Newt Gingrich takes the cake with this bit of nonsense, part of his official reaction to the overturning of Prop 8:
Today’s notorious decision also underscores the importance of the Senate vote tomorrow on the nomination of Elena Kagan to the Supreme Court because judges who oppose the American people are a growing threat to our society. [emphasis mine]
Sometimes I would really like to introduce public figures to my high school English and History teachers who required a precise use of language and insisted that we say what we mean.
You see, Newt doesn’t mean what he says, what he says makes no sense. I propose what he actually means is this:
…judges that disagree with a majority of Americans are a growing threat to our society.
Ahhh, there, do you see now the danger of precise language? It shows him for the asshat that he is.
Because really now, “oppose the American people”? What does that mean? All of them? Every last one? And what about the people who support the judges decision? The implication is of course, that they do not count as “the American people.” Yet more of the right’s “real America” rhetoric.
I mean you can oppose the will of a person, or the “collective will” of a group, but not just the whole of the American people. Its not even logical. The “American people” are not one person, with one opinion. They have contradictory opinions which can’t therefore be opposed by any other single coherent set of ideas. I can’t believe anyone even has to spell that out.
As for the will of the American people on this issue, it certainly can’t be characterized as anti-gay marriage, again, that’s only a part of the people. Being in the minority doesn’t mean you just cease to exist. How often people seem to forget that.
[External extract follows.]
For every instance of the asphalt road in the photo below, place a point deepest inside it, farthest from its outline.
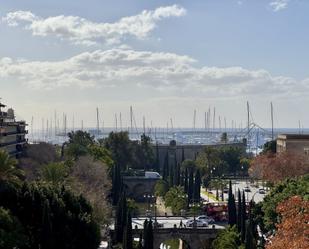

Newt most likely means “opposing the will of the majority of the American people” or “the desire of most of the American people” (and simply isn’t choosing his words well). But even if he was a precise speaker, he still fails here since that’s what the judiciary is there for. It’s there so that if the whole of the American people decides to do something atrocious, they can stand up and say “Sorry, even though you’re the majority, there are limits, and you can’t legally do that, it’s in our Constitution. Tough Luck.”
So, for example, even if the majority of the country suddenly decided it was their will that, I dunno, women couldn’t vote, or that people could own other people in a state of slavery, the judiciary’s job is (in theory, though they’re usually a bit slow coming to it) to stand up and oppose that will. To set limits.
Someone willing to stand up and oppose popular sentiment to defend what is enshrined in the Constitution is exactly what you want on the Supreme Court.